Sunday, March 04, 2007

The Wood and Stone Petition

On the 2nd of June 1849, my great great great grandpa C. Erdmann Jäckel, a tischlermeister (cabinet maker-joiner) with 210 other settler of 'New Silesia' in the Barossa Valley, signed what is now called the ‘Wood and Stone Petition’ lobbying the South Australian Governor to take material from Crown land to build pioneer homes. Though Erdmann soon had to leave his trade, and learn to farm, his family fell into distress which saw the death of his wife, his children’s mother. When he re-migrated to the east of Melbourne in 1853, where he could practice his craft on town houses built with gold rush wealth, he did not trust to this mastery, but kept to a hard-won providential life, with a small farm, cow, vines, orchard and hives at Boundary Road: a freedom practice many of his descendants still practice, or remember.


With hands in flesh worn to touch, but no ready money,
with families in health to provide, but no ready homes,
with rich mentalities, with skilled hands to use, but no materials,
I, Erdmann Jäckel, with my compatriot New Silesians
of this Barossa Valley, on the North Gawler river, petitioned
the then Governor on the 2nd of June in 1849 in a plea
to obtain wood and stone from the wastes of the Crown.

Finally, the Governor’s reply came with a breach
in the prohibition, - as if this was permission:
‘You will be allowed to remove dead trees.’

Those dead hardwood Australian trees are hard near to
a Prussian blue Exit signature inked at last on the too-easy writ
of dense legislation; and me, a tischlermeister, able to turn
the finest wood into even finer interiors…in a time of bark
huts, free-stone cabins, of wattle and daub, of unceilinged,
newspapered walls! Interiors? What use was dead wood?
What use was I? I lasted few years, then took ship for Port Phillip.

So, the fine fancy of lace-wrought wood in Victorian
gold scrollwork on front verandahs of Melbourne,
or the timbering of Hawthorn-brick homes does not answer
as well as a table, a chair, a bench seat, nor a shed roof, but there
in the wilds of ‘The Nunawading’ my mortises and dovetails made
fine hives for honey, my joinery made a prize cow bail, a water barrel,
a wooden home with verandah post and beams for vines, and my coffin.

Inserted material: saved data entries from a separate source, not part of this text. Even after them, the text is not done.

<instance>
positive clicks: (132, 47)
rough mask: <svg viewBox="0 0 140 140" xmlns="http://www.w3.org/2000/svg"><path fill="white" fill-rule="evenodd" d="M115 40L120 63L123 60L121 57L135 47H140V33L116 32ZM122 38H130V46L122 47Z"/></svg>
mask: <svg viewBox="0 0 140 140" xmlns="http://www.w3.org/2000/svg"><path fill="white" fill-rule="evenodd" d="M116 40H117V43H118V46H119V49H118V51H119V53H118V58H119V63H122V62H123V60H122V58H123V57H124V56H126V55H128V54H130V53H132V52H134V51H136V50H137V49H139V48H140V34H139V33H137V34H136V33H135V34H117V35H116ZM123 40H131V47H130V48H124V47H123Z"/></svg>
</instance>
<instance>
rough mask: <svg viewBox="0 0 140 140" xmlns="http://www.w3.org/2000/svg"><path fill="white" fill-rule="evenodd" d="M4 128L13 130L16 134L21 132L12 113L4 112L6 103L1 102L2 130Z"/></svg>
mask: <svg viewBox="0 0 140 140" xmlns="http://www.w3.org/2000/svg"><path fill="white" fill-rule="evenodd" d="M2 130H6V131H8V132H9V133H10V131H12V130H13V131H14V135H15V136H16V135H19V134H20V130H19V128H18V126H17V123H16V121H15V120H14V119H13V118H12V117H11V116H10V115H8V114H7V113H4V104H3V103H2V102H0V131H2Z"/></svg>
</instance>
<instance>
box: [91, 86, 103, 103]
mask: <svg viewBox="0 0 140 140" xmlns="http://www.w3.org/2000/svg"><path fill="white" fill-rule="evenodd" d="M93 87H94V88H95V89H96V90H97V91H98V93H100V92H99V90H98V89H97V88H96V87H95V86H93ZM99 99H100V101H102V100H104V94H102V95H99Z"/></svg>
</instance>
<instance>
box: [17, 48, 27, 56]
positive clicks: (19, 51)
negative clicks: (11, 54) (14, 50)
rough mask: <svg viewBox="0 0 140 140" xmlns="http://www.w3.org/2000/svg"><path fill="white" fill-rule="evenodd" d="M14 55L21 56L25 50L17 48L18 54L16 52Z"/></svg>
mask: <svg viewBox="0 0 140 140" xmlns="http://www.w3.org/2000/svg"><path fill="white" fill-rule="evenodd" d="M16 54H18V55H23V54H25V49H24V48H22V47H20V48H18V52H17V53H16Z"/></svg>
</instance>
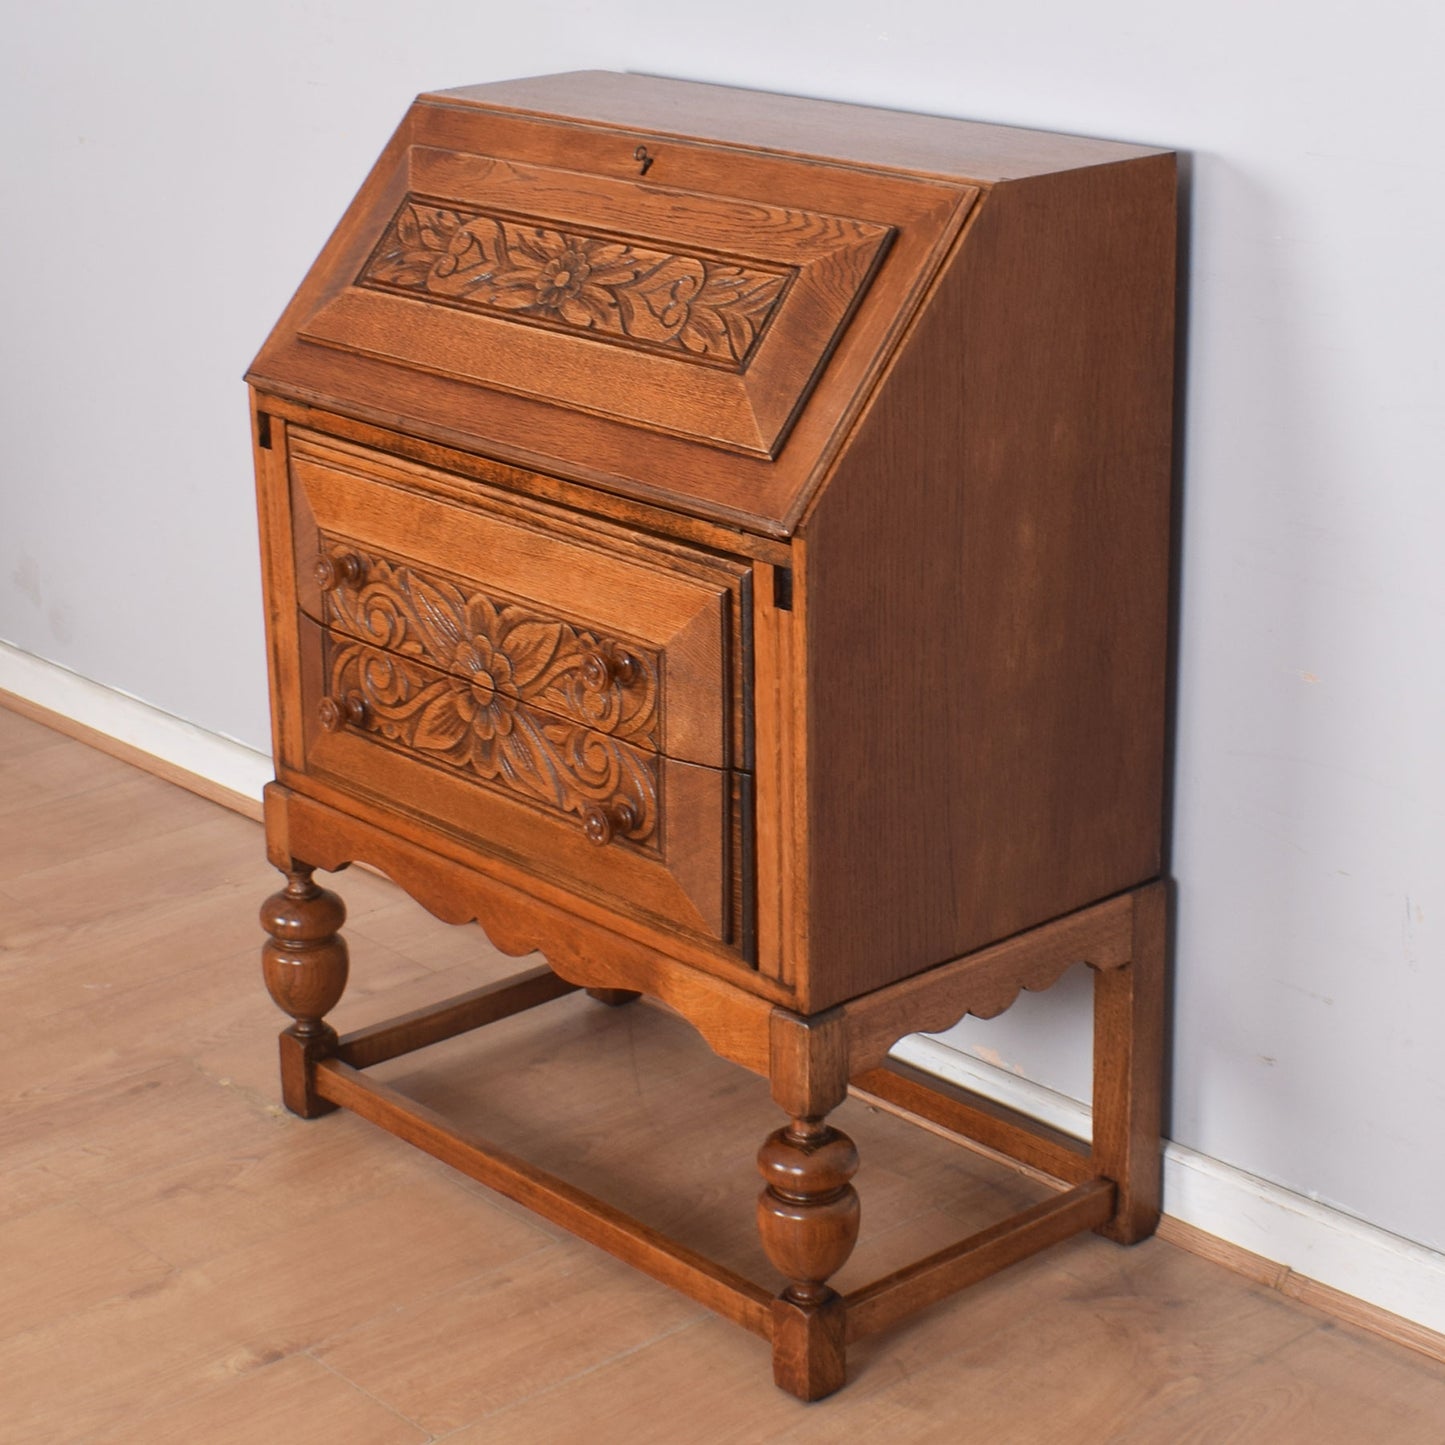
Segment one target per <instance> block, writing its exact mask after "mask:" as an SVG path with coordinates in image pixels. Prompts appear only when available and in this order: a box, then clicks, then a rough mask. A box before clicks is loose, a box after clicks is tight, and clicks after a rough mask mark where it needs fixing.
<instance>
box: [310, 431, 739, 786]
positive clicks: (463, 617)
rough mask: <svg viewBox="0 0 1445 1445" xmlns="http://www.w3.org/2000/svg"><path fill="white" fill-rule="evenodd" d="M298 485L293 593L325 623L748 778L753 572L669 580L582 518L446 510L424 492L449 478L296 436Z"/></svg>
mask: <svg viewBox="0 0 1445 1445" xmlns="http://www.w3.org/2000/svg"><path fill="white" fill-rule="evenodd" d="M290 477H292V514H293V545H295V558H296V597H298V603H299V605H301V608H302V611H303V613H306V614H308V616H309V617H312V618H314V620H315V621H318V623H321V624H324V626H328V627H332V629H337V630H341V631H344V633H348V634H350V636H353V637H357V639H360V640H363V642H367V643H371V644H374V646H379V647H384V649H387V650H390V652H396V653H399V655H400V656H406V657H413V659H418V660H420V662H425V663H428V665H431V666H434V668H438V669H439V670H442V672H448V673H452V675H465V673H478V672H486V675H487V676H488V679H493V682H494V683H496V685H500V686H503V688H504V689H506V691H507V694H509V696H513V698H514V701H516V702H517V704H519V705H522V707H525V708H527V709H529V711H530V712H540V714H551V715H553V717H558V718H561V720H562V721H566V722H572V724H578V725H581V727H584V728H590V730H592V731H597V733H601V734H605V736H610V737H616V738H618V740H621V741H626V743H629V744H631V746H634V747H640V749H644V750H649V751H660V753H663V754H666V756H669V757H675V759H679V760H682V762H689V763H702V764H705V766H709V767H725V766H736V763H737V759H736V757H734V753H736V751H737V750H736V749H734V736H736V733H737V727H736V711H737V709H736V702H737V701H738V699H737V689H738V685H740V683H738V673H740V670H741V669H740V668H738V666H737V662H738V659H737V657H736V649H734V646H733V591H734V587H736V585H737V582H738V579H740V578H741V569H740V568H733V566H731V565H730V564H725V562H717V561H714V559H711V558H705V559H702V558H699V559H698V561H696V562H695V564H694V565H691V566H688V568H686V569H678V568H669V566H665V565H663V559H657V558H653V556H650V555H647V552H646V551H644V549H642V548H640V546H636V545H627V543H626V542H623V539H620V538H607V539H605V540H604V539H601V538H598V539H595V540H591V539H588V538H585V536H584V535H581V533H579V529H578V525H577V523H575V522H572V523H566V522H565V520H564V519H552V517H546V516H542V514H540V513H538V514H527V513H519V512H516V510H514V509H513V510H490V509H487V507H486V506H480V504H477V501H475V500H474V501H471V504H467V506H461V504H457V503H452V501H448V500H442V499H441V497H438V496H429V494H426V493H423V491H419V490H413V486H415V487H422V486H425V484H426V483H428V481H435V483H445V480H447V478H445V475H444V474H434V473H431V471H429V470H428V468H419V467H413V465H409V464H405V462H397V461H393V460H390V458H386V457H381V455H379V454H371V452H367V451H366V449H363V448H355V447H338V445H334V444H328V442H327V441H325V439H322V438H314V436H309V435H308V434H305V432H298V431H293V432H292V448H290ZM478 500H480V499H478Z"/></svg>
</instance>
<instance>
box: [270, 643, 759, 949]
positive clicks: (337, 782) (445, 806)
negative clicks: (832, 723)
mask: <svg viewBox="0 0 1445 1445" xmlns="http://www.w3.org/2000/svg"><path fill="white" fill-rule="evenodd" d="M296 636H298V643H299V660H301V668H299V678H298V686H299V696H298V698H295V699H293V701H295V708H296V714H298V715H299V718H301V724H302V725H301V728H299V734H301V740H302V749H303V756H302V757H301V759H299V760H296V764H298V767H299V772H301V773H302V775H305V776H315V777H318V779H321V780H324V782H327V783H329V785H331V786H334V788H340V789H342V790H345V792H350V793H355V795H358V796H361V798H366V799H368V801H371V802H373V803H379V805H380V806H381V808H384V809H386V811H389V812H394V814H400V815H405V816H406V818H407V819H410V821H413V822H416V824H422V825H423V827H432V828H441V829H444V831H447V832H448V834H451V835H452V837H457V838H461V840H464V841H465V842H467V844H468V845H470V847H474V848H475V850H477V851H478V853H481V854H496V855H500V857H506V858H507V860H510V861H513V863H520V864H523V866H525V867H527V868H529V870H532V871H535V873H538V874H539V876H543V877H548V879H549V880H552V881H562V883H565V884H566V886H569V887H578V889H582V890H585V892H588V893H592V894H600V896H604V897H607V899H608V900H613V902H618V903H621V905H623V906H627V907H630V909H633V910H639V912H642V913H644V915H650V916H653V918H657V919H662V920H665V922H668V923H670V925H675V926H681V928H685V929H686V931H688V932H692V933H696V935H701V936H704V938H707V939H711V941H715V942H721V944H727V945H733V946H740V945H741V939H740V928H738V916H740V910H738V906H737V899H738V896H740V893H741V889H743V883H744V867H743V860H744V855H746V854H747V851H749V838H747V828H746V822H747V821H746V818H743V816H741V812H743V809H741V796H740V795H741V792H743V789H740V786H738V785H740V782H746V780H744V779H740V777H738V776H736V775H733V773H730V772H727V770H724V769H715V767H705V766H702V764H698V763H683V762H678V760H676V759H670V757H666V756H663V754H657V753H646V751H642V750H639V749H634V747H631V746H629V744H626V743H621V741H618V740H616V738H613V737H608V736H605V734H601V733H595V731H591V730H588V728H584V727H581V725H579V724H577V722H572V721H568V720H562V718H548V717H545V715H539V714H535V712H529V711H526V709H516V708H510V707H509V705H507V699H503V698H499V696H497V695H496V694H488V695H486V696H484V695H483V692H480V691H478V688H477V685H475V683H474V682H470V681H468V679H464V678H458V676H452V675H448V673H442V672H438V670H435V669H431V668H428V666H426V665H425V663H419V662H416V660H415V659H409V657H399V656H396V655H393V653H387V652H383V650H379V649H374V647H368V646H367V644H366V643H360V642H357V640H355V639H351V637H345V636H340V634H334V633H331V631H328V630H327V629H322V627H318V626H316V624H315V623H314V621H311V620H309V618H308V617H305V616H302V617H298V633H296ZM290 780H292V783H293V786H295V785H298V783H299V786H303V782H302V780H298V779H295V777H292V779H290Z"/></svg>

Now, 157 years after my day, I, Erdmann Jäckel, the Earthman-builder
whose rustic bones underscored and spokeshaved what has become
suburban-Melbourne’s rise, am not blind to you, who still have hands
of flesh, much compromised to a world of paper resourcefulness,
in a mortgage shuffle of paper skills, good at the too-easily printed paper…
I petition now for you (and for your freedom) to ask for wild wood and stone
against many a signed paper, to foil a death-pledge of documents
you hold in the bought-surround houses of your night.

Give a Grace for Wood and Stone! Gnadenfrei -free grace
always will be what matters most for a signature writ
in the all-weather building-blocks of cultured simplicity.